Tom,
1) The manual port setting is something that can be done
programmatically. There is actually someone who sells a package (on
http://www.mast-computer.com/) that works in conjuction with
GhostScript and Redmon to accomplish the same goal I did. His
application which costs 13 dollars (which again I was too cheap to buy)
asks for the path to Redmon and Ghostscript and then creates the port
programmitcally to those specs, so this is can definitely be done.
Depending on the scope of your project, creating the port through code
may be well worth your time.
2) My printer can be used to print programmitically. It involves two
lines of code generally, first you write a line to the file that
contains the desired pdf name, then you simple use your code to print
the document to the already setup printer. We use this current
solution to print PDFs straight from MS Access. We had some ad hoc
reports that we generate for clients from Access and last week my boss
insisted we not send snapshot format.

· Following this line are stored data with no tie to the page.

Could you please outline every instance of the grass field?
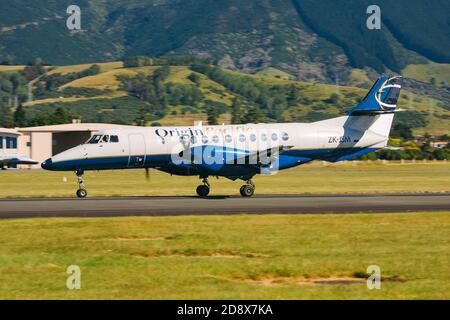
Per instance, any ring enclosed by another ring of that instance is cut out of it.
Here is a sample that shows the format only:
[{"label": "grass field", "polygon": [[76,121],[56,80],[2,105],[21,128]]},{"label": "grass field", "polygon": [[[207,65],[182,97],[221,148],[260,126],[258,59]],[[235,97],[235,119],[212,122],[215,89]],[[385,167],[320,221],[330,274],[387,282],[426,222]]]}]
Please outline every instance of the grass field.
[{"label": "grass field", "polygon": [[[0,172],[0,197],[73,197],[72,172]],[[64,179],[66,178],[66,179]],[[65,182],[66,181],[66,182]],[[313,163],[255,177],[257,194],[450,192],[450,163]],[[198,177],[170,176],[151,170],[87,172],[90,196],[194,195]],[[212,195],[239,194],[242,181],[210,178]]]},{"label": "grass field", "polygon": [[[71,173],[0,172],[0,197],[73,196]],[[64,177],[68,178],[64,182]],[[88,172],[91,196],[192,195],[196,177]],[[314,163],[258,193],[450,191],[450,164]],[[240,182],[211,179],[212,194]],[[0,299],[450,299],[450,212],[0,220]],[[81,290],[66,269],[81,268]],[[381,268],[381,290],[366,270]]]},{"label": "grass field", "polygon": [[450,212],[3,220],[0,242],[0,299],[450,299]]}]

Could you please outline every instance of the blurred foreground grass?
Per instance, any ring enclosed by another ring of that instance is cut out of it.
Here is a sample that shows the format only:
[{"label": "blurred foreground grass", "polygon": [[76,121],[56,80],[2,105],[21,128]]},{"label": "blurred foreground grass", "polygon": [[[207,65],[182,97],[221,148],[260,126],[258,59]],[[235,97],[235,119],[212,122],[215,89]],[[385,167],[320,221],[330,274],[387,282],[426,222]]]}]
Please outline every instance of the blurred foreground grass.
[{"label": "blurred foreground grass", "polygon": [[450,299],[450,212],[2,220],[0,243],[0,299]]}]

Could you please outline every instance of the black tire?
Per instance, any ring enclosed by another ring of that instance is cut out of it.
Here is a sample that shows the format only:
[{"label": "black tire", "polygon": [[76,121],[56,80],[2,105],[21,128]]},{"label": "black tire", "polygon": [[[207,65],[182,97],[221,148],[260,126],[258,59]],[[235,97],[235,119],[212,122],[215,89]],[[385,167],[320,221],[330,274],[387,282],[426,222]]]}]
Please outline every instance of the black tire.
[{"label": "black tire", "polygon": [[197,194],[199,195],[199,197],[206,197],[209,194],[209,187],[205,185],[198,186]]},{"label": "black tire", "polygon": [[86,198],[87,197],[86,189],[78,189],[77,190],[77,197],[78,198]]},{"label": "black tire", "polygon": [[255,193],[255,188],[249,184],[246,184],[241,187],[240,192],[243,197],[251,197]]}]

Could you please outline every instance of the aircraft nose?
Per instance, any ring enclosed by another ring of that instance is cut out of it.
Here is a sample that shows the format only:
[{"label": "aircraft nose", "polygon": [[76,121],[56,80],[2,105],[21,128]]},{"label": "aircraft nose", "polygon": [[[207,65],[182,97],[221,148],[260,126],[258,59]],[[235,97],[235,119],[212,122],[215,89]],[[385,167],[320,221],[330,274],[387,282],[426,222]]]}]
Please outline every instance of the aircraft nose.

I use a macro and write a line
to pdf name file and then call print on the report. This puts the PDF
report where ever I specify based on the client. This loops through
each client putting each file on our SFTP location for client
retrieval. Any code you have that can print can be automated.
3) As for just printing to a file, I think this presents the same
problem as printing to PDF. You still would be required to manually
enter an output file name. I have printed to a postscript file on
Linux systems via one shell command never on XP though. It would be
nice if this kind of application was available then you could skip the
whole printer port issue which I agree would ease this whole process,
does Distiller API have to ability to print to postscript via command
line arguments or passed variables? From what I saw on the API
documenation it looked like it was just concerned with taking
postscript documents to PDF. (forgive me I am pretty ignorant when it
comes to Distiller)
The Adobe® Acrobat® Distiller® application converts PostScript
language page descriptions into Portable Document Format (PDF) files.

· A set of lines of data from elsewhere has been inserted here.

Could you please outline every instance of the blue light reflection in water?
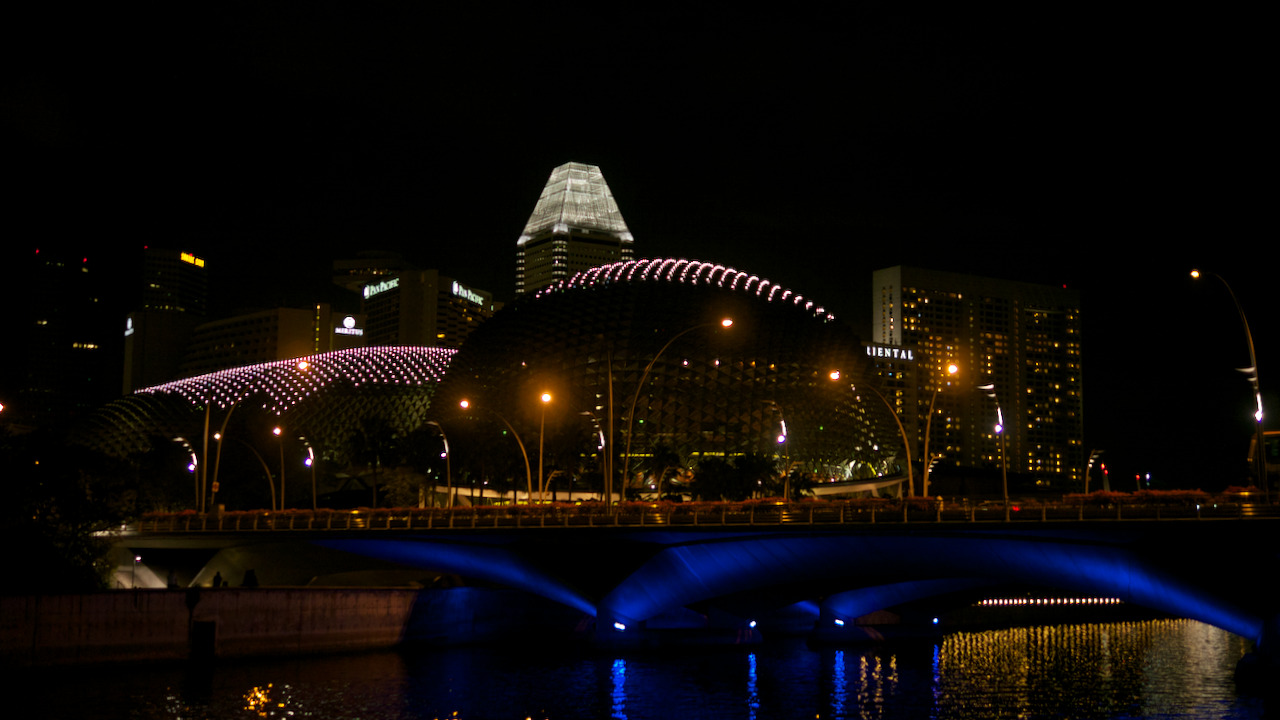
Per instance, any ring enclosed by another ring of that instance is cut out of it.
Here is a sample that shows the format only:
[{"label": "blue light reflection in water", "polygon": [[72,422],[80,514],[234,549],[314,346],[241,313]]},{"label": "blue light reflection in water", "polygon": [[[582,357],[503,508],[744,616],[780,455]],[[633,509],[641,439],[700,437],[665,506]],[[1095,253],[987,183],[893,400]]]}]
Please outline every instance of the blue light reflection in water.
[{"label": "blue light reflection in water", "polygon": [[616,720],[627,720],[627,661],[618,658],[613,661],[613,716]]},{"label": "blue light reflection in water", "polygon": [[809,648],[602,652],[559,643],[211,666],[11,671],[41,717],[329,720],[1256,718],[1238,637],[1188,620],[949,633]]},{"label": "blue light reflection in water", "polygon": [[844,651],[836,650],[831,663],[831,711],[836,717],[844,717],[845,703],[849,700],[849,685],[844,676]]}]

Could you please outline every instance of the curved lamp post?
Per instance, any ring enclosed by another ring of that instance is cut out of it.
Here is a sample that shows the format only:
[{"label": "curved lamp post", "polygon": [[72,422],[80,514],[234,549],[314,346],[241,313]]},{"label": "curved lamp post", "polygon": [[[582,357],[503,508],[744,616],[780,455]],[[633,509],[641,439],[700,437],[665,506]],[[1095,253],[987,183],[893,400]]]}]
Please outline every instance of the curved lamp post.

4) So far I use this on one PC that outputs PDF reports weekly for
clients. It runs on a scheduled task and therefore its all done
programmtically. This was the limitation I had to get around in the
Mast-Computer.com product because it could only print to a specific
file name and you couldnt change it dynamically through code like I
needed to for each client. I havent had the need to install this on
mulitple end users machines but if that is the case you I would say it
may be a pain to write the code to create the port but without it, it
will be a bigger pain :(. Definitely the best thing would be to find
something that gets you a PS file with one shell command then convert
it with Ghost!!!
So what are you trying to accomplish? What type of documents do you
want to print to PDF and what is the whole process you are looking at?
Are you wanting to build a full out installation exe? I am just trying
to get a picture of your specific needs?